To find \( F(0) \), we substitute \( x = 0 \) into the integral function: \( F(x) = \int_{0}^{x}(t^4 + 1) \, dt \). So we compute: \[ F(0) = \int_{0}^{0}(t^4 + 1) \, dt = 0 \]This is because the integral from 0 to 0 of any function results in 0.

Applying the First Fundamental Theorem of Calculus

Using the First Fundamental Theorem of Calculus, if \( F(x) = \int_{0}^{x}(t^4 + 1) \, dt \), then the derivative \( F'(x) = dF/dx \) is equal to \( t^4 + 1 \) evaluated at \( t = x \). Therefore, \[ F'(x) = x^4 + 1 \].

Solving the Differential Equation

We solve the differential equation \( dy/dx = x^4 + 1 \) by integrating both sides:\[ y = \int (x^4 + 1) \, dx \].This gives us: \[ y = \frac{x^5}{5} + x + C \], where \( C \) is the constant of integration.

Determining the Constant C

Since \( y = F(0) \) when \( x = 0 \), and we found that \( F(0) = 0 \), substitute these into the equation:\[ 0 = \frac{0^5}{5} + 0 + C \].Thus, \( C = 0 \). Therefore, the solution is \[ y = \frac{x^5}{5} + x \].

Evaluating Definite Integral \( \int_{0}^{1}(x^4 + 1) \, dx \)

To show \( \int_{0}^{1}(x^4 + 1) \, dx = \frac{6}{5} \), evaluate the integral:\[ \int_{0}^{1}(x^4 + 1) \, dx = \left[ \frac{x^5}{5} + x \right]_{0}^{1} \].Calculate this by evaluating the antiderivative at 1 and subtracting the evaluation at 0:- For \( x = 1 \), \( \frac{1^5}{5} + 1 = \frac{1}{5} + \frac{5}{5} = \frac{6}{5} \).- For \( x = 0 \), \( \frac{0^5}{5} + 0 = 0 \).Thus, \( \int_{0}^{1}(x^4 + 1) \, dx = \frac{6}{5} - 0 = \frac{6}{5} \).

Key concepts

Definite Integral

Definite integrals provide a way to calculate the area under a curve over a specific interval. In our problem, the function is \(t^4 + 1\), and we are asked to evaluate the integral from 0 to 1. This is written as \(\int_{0}^{1} (x^4 + 1) \, dx\). A definite integral has two boundaries: a lower limit (0 in this case) and an upper limit (1 in this case).

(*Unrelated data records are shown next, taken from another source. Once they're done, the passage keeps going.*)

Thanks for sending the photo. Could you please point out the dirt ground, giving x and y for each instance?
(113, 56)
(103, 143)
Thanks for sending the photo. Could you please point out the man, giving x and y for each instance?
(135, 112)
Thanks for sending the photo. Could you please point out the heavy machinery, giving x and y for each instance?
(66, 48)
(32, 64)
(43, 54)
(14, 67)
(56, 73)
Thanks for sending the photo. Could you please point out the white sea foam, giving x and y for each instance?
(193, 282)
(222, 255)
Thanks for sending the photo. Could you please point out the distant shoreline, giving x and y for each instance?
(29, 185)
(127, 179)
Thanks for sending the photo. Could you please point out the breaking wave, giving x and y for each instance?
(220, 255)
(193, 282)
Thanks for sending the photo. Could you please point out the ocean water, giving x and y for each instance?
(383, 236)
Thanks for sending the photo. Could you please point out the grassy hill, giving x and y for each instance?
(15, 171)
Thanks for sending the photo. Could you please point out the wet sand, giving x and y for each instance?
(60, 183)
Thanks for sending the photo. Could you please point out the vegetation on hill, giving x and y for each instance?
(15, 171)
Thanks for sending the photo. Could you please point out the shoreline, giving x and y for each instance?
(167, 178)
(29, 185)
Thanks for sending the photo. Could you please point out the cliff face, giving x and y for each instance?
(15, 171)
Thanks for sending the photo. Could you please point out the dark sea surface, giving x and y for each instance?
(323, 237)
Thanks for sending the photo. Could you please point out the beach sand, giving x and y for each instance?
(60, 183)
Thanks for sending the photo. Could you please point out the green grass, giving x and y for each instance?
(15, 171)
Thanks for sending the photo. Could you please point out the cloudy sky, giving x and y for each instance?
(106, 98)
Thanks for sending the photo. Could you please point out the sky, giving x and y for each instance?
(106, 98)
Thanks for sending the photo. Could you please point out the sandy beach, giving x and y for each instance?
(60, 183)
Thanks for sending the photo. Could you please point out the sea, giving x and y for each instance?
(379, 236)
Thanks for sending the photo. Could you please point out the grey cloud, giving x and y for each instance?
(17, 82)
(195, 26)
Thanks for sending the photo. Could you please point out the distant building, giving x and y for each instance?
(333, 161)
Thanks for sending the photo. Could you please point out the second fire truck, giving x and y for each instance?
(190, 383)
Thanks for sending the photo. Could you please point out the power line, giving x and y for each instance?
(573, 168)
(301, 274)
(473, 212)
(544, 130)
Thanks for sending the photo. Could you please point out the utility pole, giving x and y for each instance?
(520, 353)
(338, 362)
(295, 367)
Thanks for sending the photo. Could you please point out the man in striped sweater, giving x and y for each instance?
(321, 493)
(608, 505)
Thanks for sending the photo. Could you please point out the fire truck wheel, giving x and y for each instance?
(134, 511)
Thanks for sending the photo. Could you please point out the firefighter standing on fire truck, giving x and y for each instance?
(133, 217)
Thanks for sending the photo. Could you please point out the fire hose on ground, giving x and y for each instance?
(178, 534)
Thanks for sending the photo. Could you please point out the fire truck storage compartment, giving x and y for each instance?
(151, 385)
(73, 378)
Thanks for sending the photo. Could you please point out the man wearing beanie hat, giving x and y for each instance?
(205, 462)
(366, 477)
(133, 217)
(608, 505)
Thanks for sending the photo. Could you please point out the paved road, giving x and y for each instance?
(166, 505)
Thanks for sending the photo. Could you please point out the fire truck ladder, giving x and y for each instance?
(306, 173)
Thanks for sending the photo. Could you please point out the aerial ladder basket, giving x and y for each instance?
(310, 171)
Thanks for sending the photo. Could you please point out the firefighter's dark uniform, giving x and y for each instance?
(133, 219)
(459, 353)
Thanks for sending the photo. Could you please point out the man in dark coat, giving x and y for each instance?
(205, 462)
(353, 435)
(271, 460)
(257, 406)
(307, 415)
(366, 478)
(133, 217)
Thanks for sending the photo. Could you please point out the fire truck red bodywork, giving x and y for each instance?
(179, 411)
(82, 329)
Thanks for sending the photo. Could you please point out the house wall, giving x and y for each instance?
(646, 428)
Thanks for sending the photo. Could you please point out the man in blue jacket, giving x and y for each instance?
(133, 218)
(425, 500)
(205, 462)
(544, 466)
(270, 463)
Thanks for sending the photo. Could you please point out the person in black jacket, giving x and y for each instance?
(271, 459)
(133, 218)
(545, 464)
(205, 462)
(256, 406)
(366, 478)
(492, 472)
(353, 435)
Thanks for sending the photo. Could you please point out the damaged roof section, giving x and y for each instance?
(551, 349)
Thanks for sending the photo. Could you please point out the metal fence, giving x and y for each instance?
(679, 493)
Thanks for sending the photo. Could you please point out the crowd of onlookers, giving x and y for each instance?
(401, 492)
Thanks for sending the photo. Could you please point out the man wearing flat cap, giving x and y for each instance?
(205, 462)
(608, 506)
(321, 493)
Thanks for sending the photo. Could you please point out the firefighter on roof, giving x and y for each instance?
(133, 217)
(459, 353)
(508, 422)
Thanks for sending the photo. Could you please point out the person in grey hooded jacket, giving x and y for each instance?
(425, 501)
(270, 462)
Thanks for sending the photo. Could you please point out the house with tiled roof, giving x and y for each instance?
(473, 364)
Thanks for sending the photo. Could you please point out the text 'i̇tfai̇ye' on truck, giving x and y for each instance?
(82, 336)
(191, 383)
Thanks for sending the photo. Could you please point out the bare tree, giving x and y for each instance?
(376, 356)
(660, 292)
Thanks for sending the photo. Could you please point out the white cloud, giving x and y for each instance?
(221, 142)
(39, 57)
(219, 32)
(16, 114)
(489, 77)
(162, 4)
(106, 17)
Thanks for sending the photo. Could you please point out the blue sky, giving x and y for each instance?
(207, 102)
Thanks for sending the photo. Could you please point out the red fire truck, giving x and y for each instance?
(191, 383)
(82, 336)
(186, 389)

To calculate a definite integral, we first need to find the antiderivative of the function. This is a function whose derivative is the integrand \((x^4 + 1)\). In this context, the antiderivative is \(\frac{x^5}{5} + x\).

Next, we evaluate this antiderivative at the upper and lower limits and subtract the results:

• At \(x = 1\), the antiderivative becomes \(\frac{1^5}{5} + 1 = \frac{6}{5}\).
• At \(x = 0\), it becomes \(0\). The area under the curve is then \(\frac{6}{5} - 0 = \frac{6}{5}\).

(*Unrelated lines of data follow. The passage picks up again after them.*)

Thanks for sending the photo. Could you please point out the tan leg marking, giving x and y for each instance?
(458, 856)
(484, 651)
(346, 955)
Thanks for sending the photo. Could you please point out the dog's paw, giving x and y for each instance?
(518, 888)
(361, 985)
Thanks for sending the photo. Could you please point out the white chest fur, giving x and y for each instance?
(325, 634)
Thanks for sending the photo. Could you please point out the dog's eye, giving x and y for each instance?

This gives the total accumulated value of the function from 0 to 1.

Differential Equations

Differential equations involve functions and their derivatives. They help describe various physical phenomena, such as population growth or cooling laws, through rates of change. In this exercise, we have the differential equation \(dy/dx = x^4 + 1\), which we need to solve.

The solution involves reevaluating the equation to find the function \(y\) by reversing the process of differentiation, that is by integration. By integrating \(x^4 + 1\) with respect to \(x\), we obtain:

• \(y = \int (x^4 + 1) \, dx = \frac{x^5}{5} + x + C\)

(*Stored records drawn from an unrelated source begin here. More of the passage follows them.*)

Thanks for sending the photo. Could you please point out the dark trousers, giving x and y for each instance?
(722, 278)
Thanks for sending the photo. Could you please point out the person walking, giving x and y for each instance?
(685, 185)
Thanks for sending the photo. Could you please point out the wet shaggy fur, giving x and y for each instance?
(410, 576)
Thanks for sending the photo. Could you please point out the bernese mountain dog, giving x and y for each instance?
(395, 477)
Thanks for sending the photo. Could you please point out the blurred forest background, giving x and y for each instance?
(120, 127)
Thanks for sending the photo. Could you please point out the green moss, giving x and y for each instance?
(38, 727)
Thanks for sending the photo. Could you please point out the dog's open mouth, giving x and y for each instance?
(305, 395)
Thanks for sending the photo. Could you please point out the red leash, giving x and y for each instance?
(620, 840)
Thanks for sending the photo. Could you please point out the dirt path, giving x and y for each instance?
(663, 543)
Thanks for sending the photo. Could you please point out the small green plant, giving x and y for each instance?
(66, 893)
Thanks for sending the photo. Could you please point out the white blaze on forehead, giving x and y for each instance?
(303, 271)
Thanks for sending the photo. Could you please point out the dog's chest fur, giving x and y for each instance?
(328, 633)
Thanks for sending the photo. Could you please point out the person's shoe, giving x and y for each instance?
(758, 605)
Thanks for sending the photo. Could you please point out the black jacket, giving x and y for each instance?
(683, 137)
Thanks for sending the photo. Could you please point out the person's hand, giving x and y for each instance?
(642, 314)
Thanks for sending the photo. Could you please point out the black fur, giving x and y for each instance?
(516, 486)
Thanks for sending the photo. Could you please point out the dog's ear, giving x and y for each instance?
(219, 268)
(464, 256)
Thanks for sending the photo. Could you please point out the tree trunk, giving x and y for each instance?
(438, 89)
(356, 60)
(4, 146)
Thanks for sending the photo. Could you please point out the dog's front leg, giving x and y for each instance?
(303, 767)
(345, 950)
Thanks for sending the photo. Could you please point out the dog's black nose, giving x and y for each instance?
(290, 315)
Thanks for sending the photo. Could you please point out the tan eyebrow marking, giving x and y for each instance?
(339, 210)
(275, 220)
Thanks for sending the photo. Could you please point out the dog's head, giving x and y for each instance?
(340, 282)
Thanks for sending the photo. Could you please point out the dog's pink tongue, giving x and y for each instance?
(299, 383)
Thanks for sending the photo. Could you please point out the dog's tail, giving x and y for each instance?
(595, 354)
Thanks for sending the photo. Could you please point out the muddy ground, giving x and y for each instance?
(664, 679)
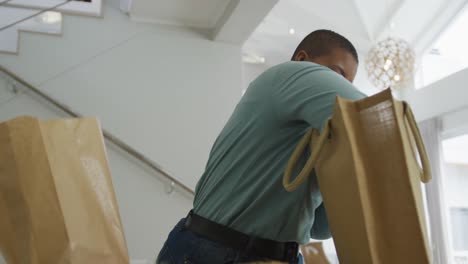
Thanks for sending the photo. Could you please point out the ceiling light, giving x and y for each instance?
(253, 59)
(49, 17)
(390, 63)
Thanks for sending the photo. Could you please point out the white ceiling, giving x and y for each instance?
(189, 13)
(262, 26)
(362, 21)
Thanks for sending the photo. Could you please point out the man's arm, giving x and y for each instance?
(307, 92)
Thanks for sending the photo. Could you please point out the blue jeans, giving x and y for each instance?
(184, 247)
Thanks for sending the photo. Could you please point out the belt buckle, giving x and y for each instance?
(292, 251)
(188, 219)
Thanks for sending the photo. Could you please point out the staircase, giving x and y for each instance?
(48, 20)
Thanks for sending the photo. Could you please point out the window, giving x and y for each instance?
(455, 184)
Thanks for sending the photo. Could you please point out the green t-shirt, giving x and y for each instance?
(242, 183)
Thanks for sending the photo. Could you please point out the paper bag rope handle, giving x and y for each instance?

where \(C\) is the constant of integration that we find in another step.

This integral provides us with a family of solutions that satisfy the original differential equation.

Constant of Integration

When integrating a function, an important final step is adding the constant of integration, denoted as \(C\). This constant accounts for all the possible vertical shifts in the graph of the antiderivative because the derivative of a constant is zero, making it invisible in the original differential equation.

In our specific case, after finding \(y = \frac{x^5}{5} + x + C\), we used the initial condition \(y = F(0) = 0\) when \(x = 0\) to solve for \(C\).

• Substituting these values gave us: \(0 = \frac{0^5}{5} + 0 + C\), which simplifies to \(C = 0\).

Thus, the specific solution becomes \(y = \frac{x^5}{5} + x\).

Finding the correct \(C\) is crucial as it allows us to find the specific solution to a problem within a family of solutions.